Where's The Shortage?

As I mentioned yesterday, the reason the oil companies claim that they were forced to raise prices is because there is a temporary shortage, and they need to raise the price to reduce demand. But does that really work? Has anyone really cut back on driving as a result of those suddenly higher gas prices?

I know my driving patterns haven’t changed. I haven’t heard any of my co-workers or friends talk about changes in their habits. The roads still seem just as crowded where I live, and the daily traffic jams are unchanged. The airlines are still flying. Trucks are still delivering goods all over the country. My observations are certainly not scientific, but it really appears to me that there’s been no real change in demand. In the long term, that might change, as people could switch to smaller cars, hybrids, and and so on…but the price changes aren’t long term, they’re an immediate response to a temporary shortage, and only make sense if they produce an immediate effect.

So if demand hasn’t changed, but there’s a shortage, we should be seeing signs of that shortage. Where are those signs? I haven’t seen a single station shut down. I’ve heard about a few, but they seem to be scattered individual stations – I haven’t heard about any cities shut down because no one can get gas. As best as I can determine, the solution to the shortage in those few places that are experiencing it is to drive an extra block or two to the next gas station – or at worst, buy mid-grade because the station is out of regular…which of course increases your costs and the oil company’s profits.
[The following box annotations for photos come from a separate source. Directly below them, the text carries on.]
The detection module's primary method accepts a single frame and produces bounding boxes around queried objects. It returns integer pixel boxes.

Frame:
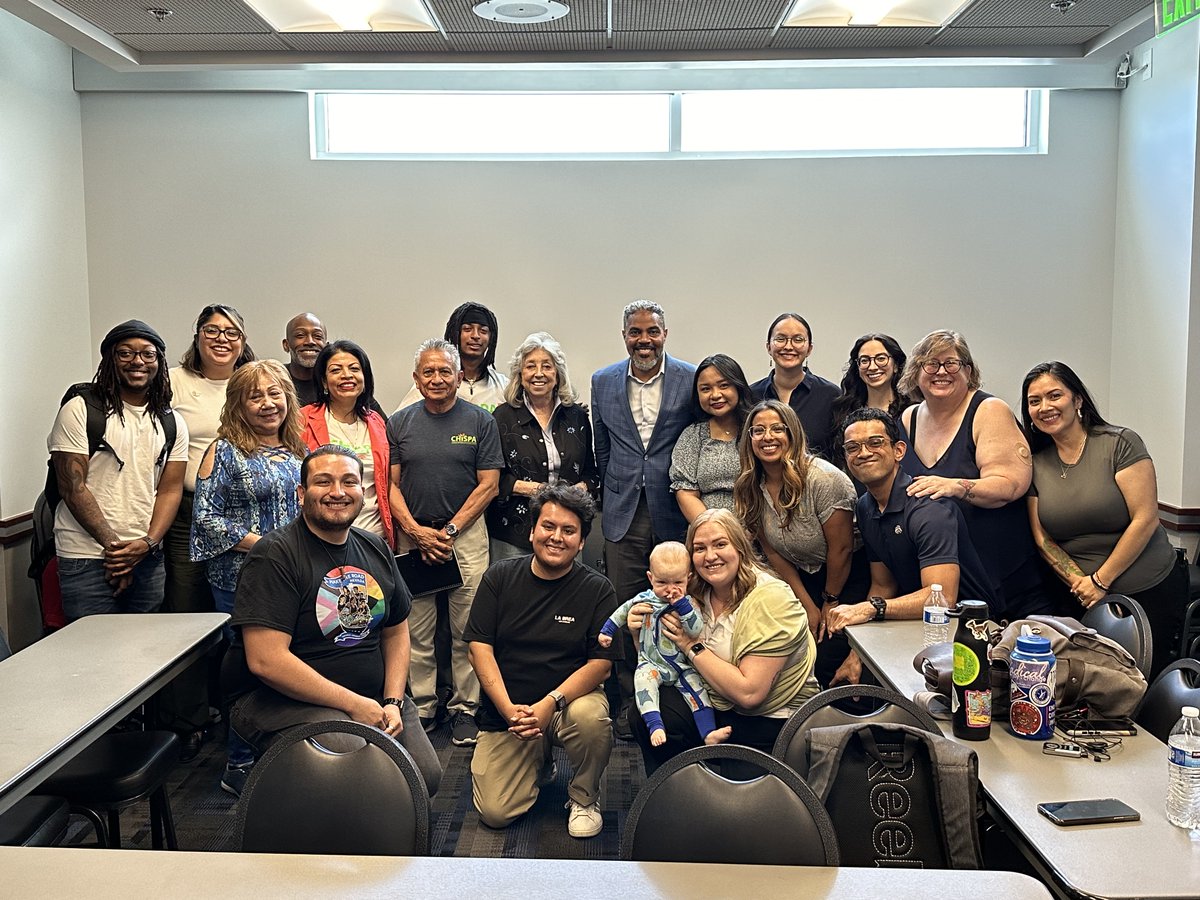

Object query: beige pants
[470,688,612,828]
[408,516,487,718]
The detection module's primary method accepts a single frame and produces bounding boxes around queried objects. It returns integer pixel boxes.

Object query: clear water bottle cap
[1016,635,1050,654]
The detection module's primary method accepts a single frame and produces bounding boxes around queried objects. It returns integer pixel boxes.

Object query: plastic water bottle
[1166,707,1200,841]
[923,584,950,647]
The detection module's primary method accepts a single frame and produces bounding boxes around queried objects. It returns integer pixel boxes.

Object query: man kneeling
[463,485,622,838]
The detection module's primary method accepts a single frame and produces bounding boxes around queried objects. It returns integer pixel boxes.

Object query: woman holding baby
[629,509,820,775]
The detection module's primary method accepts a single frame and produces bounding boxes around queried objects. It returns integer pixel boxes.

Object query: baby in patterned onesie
[598,541,730,746]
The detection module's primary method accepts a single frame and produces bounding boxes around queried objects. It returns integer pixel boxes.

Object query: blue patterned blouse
[191,438,300,590]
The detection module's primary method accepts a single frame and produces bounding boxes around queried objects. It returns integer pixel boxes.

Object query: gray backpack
[806,724,983,869]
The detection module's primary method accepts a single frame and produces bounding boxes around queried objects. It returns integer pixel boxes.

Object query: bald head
[283,312,325,376]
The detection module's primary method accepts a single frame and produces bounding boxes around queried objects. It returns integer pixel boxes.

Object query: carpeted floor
[67,726,646,859]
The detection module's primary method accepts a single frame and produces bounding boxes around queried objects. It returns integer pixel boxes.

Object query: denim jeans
[212,584,254,767]
[59,551,164,622]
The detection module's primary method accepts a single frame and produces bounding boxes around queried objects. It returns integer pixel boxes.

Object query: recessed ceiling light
[246,0,438,31]
[472,0,571,25]
[784,0,971,28]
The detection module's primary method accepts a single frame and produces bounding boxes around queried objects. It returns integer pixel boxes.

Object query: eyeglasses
[841,434,892,456]
[750,422,788,439]
[858,353,892,368]
[920,356,971,374]
[200,325,241,341]
[115,347,158,362]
So, once again, tell me where I’m going wrong. The prices have been raised as a solution that doesn’t work to a problem we don’t have, caused by the people who profit most from the price increase. And they wonder why people are upset and asking Congress to intervene. Unfortunately, Congress is much more likely to make a lot of noise about the issue than to actually put a crimp in the profits of their biggest financial contributors.